The global recession and the associated fall in commodity prices have had a major impact on Australia's export earnings which fell by a record $11 billion in the quarter. Export prices fell sharply, down 15.8 per cent in the quarter, reflecting declines in prices for a broad range of both rural and non-rural commodities. This is the largest fall in export prices since records began in 1959.
Combined with a 9.0 per cent fall in import prices, this led to a 7.4 per cent fall in Australia's terms of trade in the June quarter. The terms of trade have now fallen by 11.6 per cent over the past year and continue to represent a major challenge for the Australian economy as the global recession plays out.
The ABS estimates that net exports will subtract 0.2 of a percentage point from GDP growth in the June quarter, with a rise in export volumes more than offset by an increase in import volumes.
Export volumes rose by 1.0 per cent in the June quarter, but remain 0.2 per cent lower through the year. Exports of rural commodities, non-rural commodities, services and other goods all rose in the quarter.
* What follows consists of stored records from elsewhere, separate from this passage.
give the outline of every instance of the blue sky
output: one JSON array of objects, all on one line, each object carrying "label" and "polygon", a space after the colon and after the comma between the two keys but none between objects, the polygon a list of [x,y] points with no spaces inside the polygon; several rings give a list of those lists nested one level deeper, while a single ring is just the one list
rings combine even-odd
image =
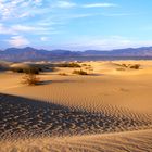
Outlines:
[{"label": "blue sky", "polygon": [[0,49],[152,46],[151,0],[0,0]]}]

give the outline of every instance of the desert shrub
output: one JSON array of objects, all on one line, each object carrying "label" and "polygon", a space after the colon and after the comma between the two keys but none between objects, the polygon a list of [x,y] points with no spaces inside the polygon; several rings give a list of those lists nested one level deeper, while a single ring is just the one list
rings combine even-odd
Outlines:
[{"label": "desert shrub", "polygon": [[28,68],[24,68],[24,73],[26,74],[39,74],[39,68],[38,67],[28,67]]},{"label": "desert shrub", "polygon": [[77,63],[60,63],[58,64],[58,67],[80,67]]},{"label": "desert shrub", "polygon": [[59,75],[61,75],[61,76],[67,76],[66,73],[59,73]]},{"label": "desert shrub", "polygon": [[140,64],[135,64],[130,66],[130,68],[134,68],[134,69],[139,69],[139,67],[140,67]]},{"label": "desert shrub", "polygon": [[14,73],[25,73],[25,74],[39,74],[40,69],[38,67],[12,67]]},{"label": "desert shrub", "polygon": [[125,68],[123,68],[123,67],[119,67],[119,68],[116,68],[116,71],[125,71]]},{"label": "desert shrub", "polygon": [[28,86],[35,86],[40,81],[40,79],[36,76],[36,74],[29,73],[23,76],[22,84],[26,84]]},{"label": "desert shrub", "polygon": [[77,74],[77,75],[88,75],[87,72],[80,69],[80,71],[74,71],[73,74]]}]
This was partially offset by a fall in exports of manufactures.
Import volumes rose by 2.1 per cent in the June quarter, to be 13.1 per cent lower through the year. Imports of consumption goods, services and intermediate goods rose in the quarter. Partially offsetting these rises were falls in imports of capital and other goods.
Net foreign debt fell to $633.2 billion in the June quarter. Australia's debt servicing ratio was 10.1 per cent in the June quarter.
The Government's nation building infrastructure investments will help expand Australia's productive capacity and will provide a sound basis for growth in jobs and exports in the future as the global economy recovers.